В 376 г. готские послы нашли Валента в Антиохии и обратились к нему с официальной просьбой принять их народ. Император некоторое время размышлял, затем сказал, что разрешит некоторым готам вместе с семьями пересечь Дунай и поселиться во Фракии (на территории современной Болгарии и Восточной Греции) при условии, что они будут присылать своих мужчин в римскую армию. На границу передали приказ, что перейти реку разрешается готскому племени под названием тервинги. Вместе с тем в империю не следовало допускать соперничающее с ними племя грейтунгов (остготов)[77].
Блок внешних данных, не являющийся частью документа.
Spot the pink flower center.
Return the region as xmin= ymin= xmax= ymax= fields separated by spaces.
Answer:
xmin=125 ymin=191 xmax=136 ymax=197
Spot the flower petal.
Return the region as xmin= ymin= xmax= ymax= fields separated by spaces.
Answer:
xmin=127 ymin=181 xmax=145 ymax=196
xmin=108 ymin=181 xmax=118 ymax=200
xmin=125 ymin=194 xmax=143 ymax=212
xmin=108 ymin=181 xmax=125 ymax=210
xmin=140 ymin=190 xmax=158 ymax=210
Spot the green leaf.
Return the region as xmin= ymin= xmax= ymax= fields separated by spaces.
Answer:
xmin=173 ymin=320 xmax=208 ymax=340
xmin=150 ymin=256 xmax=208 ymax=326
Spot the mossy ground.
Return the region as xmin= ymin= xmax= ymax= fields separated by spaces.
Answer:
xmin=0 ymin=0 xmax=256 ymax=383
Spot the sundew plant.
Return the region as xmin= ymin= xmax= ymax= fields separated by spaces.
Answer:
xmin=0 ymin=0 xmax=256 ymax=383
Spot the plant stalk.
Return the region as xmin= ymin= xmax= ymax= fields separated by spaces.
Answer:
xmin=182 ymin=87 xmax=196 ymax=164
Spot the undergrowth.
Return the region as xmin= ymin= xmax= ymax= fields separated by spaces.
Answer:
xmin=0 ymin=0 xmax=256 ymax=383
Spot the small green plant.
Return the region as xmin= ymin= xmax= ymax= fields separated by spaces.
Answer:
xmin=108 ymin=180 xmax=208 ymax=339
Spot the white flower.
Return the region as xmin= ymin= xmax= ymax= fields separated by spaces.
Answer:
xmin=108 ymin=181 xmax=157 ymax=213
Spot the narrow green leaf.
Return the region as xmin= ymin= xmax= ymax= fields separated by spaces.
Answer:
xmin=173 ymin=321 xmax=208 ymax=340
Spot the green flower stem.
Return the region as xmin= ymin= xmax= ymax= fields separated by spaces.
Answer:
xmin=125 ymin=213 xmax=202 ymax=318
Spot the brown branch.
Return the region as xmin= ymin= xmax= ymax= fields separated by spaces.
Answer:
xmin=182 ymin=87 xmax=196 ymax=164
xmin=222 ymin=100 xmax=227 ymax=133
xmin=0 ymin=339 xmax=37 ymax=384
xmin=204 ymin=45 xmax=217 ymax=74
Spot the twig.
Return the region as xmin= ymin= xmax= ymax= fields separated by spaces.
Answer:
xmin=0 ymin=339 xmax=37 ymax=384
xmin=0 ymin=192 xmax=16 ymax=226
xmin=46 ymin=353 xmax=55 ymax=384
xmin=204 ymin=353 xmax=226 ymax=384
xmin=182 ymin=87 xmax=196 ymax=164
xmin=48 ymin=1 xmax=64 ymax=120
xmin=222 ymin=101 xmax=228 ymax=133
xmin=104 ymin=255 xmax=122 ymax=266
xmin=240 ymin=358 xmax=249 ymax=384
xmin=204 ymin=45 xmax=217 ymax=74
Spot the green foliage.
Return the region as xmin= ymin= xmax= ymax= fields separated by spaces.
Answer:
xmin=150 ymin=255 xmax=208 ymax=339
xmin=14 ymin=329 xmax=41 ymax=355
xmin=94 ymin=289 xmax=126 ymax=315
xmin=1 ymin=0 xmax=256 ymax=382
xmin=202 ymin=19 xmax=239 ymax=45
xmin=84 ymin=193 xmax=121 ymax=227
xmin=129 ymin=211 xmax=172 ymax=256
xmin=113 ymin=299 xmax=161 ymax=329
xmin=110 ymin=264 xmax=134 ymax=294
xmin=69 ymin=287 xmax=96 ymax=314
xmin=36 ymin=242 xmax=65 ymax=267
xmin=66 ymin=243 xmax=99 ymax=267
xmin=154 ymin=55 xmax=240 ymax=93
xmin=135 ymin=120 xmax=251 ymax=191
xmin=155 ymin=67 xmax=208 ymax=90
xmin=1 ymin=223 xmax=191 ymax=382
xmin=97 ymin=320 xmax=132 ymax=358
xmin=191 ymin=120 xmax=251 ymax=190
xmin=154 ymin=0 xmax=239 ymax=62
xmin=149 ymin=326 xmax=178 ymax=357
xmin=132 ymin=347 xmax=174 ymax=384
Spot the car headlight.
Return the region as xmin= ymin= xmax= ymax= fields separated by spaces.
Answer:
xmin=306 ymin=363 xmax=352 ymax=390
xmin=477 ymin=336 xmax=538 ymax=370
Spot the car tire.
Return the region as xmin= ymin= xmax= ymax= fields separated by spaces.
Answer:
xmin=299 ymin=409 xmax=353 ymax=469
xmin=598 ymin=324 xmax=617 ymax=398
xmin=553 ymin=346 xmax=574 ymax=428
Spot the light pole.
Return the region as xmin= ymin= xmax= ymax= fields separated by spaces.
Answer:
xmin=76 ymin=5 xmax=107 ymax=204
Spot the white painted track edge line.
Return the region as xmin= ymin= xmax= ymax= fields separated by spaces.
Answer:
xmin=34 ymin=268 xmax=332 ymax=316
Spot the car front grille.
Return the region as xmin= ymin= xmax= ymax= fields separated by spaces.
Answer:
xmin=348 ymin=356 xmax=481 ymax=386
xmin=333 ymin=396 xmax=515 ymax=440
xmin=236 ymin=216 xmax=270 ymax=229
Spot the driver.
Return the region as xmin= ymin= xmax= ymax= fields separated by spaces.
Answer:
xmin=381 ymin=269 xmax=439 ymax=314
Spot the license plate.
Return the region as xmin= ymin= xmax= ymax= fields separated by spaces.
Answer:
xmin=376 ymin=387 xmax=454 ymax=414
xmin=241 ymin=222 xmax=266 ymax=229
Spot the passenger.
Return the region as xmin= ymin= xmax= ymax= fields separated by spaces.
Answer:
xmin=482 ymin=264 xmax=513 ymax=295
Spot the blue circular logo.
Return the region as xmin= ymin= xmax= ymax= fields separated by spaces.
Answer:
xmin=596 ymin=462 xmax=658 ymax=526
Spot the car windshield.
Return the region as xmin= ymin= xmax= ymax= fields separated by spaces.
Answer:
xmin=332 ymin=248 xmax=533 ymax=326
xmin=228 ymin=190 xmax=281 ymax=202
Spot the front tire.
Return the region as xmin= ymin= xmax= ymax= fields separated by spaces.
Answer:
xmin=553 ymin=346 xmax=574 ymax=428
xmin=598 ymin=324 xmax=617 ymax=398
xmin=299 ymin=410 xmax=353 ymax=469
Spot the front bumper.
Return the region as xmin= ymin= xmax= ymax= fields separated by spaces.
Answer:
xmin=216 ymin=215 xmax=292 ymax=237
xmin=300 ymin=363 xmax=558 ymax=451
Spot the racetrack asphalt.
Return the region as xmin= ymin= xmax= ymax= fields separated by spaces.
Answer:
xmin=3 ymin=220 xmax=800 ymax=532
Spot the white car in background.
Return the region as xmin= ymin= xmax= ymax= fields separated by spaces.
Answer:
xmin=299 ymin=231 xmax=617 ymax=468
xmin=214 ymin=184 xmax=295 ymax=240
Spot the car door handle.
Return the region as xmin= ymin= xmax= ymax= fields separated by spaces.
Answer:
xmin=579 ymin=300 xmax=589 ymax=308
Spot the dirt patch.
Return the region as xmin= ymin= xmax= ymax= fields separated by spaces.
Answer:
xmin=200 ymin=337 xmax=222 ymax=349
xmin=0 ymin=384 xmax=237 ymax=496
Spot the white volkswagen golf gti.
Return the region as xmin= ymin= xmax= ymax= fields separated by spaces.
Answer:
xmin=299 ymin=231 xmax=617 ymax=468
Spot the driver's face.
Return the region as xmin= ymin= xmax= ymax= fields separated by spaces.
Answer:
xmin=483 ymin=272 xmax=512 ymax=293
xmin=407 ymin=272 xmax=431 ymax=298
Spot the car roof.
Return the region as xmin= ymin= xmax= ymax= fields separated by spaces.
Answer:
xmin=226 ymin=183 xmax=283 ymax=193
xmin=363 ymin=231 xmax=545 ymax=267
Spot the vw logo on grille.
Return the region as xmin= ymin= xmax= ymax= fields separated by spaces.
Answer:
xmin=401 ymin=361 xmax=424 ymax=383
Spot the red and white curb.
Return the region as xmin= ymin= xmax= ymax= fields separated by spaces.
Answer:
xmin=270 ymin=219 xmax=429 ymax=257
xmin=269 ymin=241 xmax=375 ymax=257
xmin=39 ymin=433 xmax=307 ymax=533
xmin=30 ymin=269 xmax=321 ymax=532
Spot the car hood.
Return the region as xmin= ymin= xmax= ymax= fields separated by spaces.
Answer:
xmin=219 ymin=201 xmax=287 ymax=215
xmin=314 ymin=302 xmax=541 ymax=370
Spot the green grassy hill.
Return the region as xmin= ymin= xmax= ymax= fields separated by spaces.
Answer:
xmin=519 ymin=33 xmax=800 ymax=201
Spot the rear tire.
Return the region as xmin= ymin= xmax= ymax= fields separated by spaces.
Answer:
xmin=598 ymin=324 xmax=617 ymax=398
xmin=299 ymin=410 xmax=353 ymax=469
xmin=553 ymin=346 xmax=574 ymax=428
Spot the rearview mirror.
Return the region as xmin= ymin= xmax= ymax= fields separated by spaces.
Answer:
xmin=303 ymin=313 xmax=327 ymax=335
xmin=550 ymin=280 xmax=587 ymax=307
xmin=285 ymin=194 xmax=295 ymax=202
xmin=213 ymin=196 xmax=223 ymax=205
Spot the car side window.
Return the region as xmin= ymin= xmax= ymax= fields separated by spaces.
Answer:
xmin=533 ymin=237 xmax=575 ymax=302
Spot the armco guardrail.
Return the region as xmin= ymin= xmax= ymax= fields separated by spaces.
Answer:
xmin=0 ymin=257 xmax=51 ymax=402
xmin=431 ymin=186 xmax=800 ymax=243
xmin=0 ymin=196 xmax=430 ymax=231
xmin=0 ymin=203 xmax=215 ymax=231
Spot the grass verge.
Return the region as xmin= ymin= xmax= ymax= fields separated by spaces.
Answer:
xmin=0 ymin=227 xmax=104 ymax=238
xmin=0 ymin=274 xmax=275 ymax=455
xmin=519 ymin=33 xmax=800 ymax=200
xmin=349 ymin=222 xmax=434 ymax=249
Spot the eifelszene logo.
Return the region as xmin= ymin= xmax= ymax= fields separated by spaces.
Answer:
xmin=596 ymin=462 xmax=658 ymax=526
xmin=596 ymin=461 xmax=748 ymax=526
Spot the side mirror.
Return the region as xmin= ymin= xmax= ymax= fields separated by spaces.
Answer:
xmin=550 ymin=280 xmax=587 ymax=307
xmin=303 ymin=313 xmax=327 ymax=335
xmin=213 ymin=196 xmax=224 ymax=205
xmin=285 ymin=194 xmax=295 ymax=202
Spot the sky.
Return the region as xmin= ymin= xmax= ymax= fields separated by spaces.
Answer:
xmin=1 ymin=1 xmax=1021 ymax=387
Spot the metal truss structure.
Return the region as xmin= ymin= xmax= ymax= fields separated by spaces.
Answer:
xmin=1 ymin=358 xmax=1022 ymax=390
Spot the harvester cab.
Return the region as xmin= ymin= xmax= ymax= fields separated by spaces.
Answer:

Очевидно, этот замысел показался Валенту вполне разумным, а результат, согласно источникам, в том числе Аммиану Марцеллину, был принят им «скорее с радостью, чем со страхом»[78]. Казалось, из трагедии удалось извлечь пользу. Римский флот на Дунае начал крупную гуманитарную операцию – порядка 15 000–20 000 готов переправились через реку «на кораблях, лодках, выдолбленных стволах деревьев»[79]. Прошло совсем немного времени, и готский миграционный кризис принял весьма скверный оборот. Оглядываясь назад, легко утверждать, что Валент проявил беспечность и совершил катастрофическую историческую ошибку. Впрочем, в подобной ситуации наверняка оказались бы бессильны даже Октавиан Август или Константин I. Так или иначе, было ясно одно: официально открыв границы империи для огромного числа беженцев, этот процесс оказалось невозможно повернуть вспять[80].
Первая кровь
В недавнем прошлом у римлян и готов уже была общая история. В 367–369 гг. Валент вел войны против готских племен. Конфликт окончился мирными переговорами, но разорение римскими войсками готских земель вкупе с наложенными экономическими санкциями оставило у обеих сторон чувство недовольства. Вполне вероятно, именно война с Римом сыграла существенную роль в ослаблении готов незадолго до прихода гуннов. И поэтому государственная программа расселения мигрантов довольно скоро омрачилась случаями отвратительной эксплуатации, где «преступления совершались из худших побуждений… против доселе ничем не провинившихся новоприбывших»[81].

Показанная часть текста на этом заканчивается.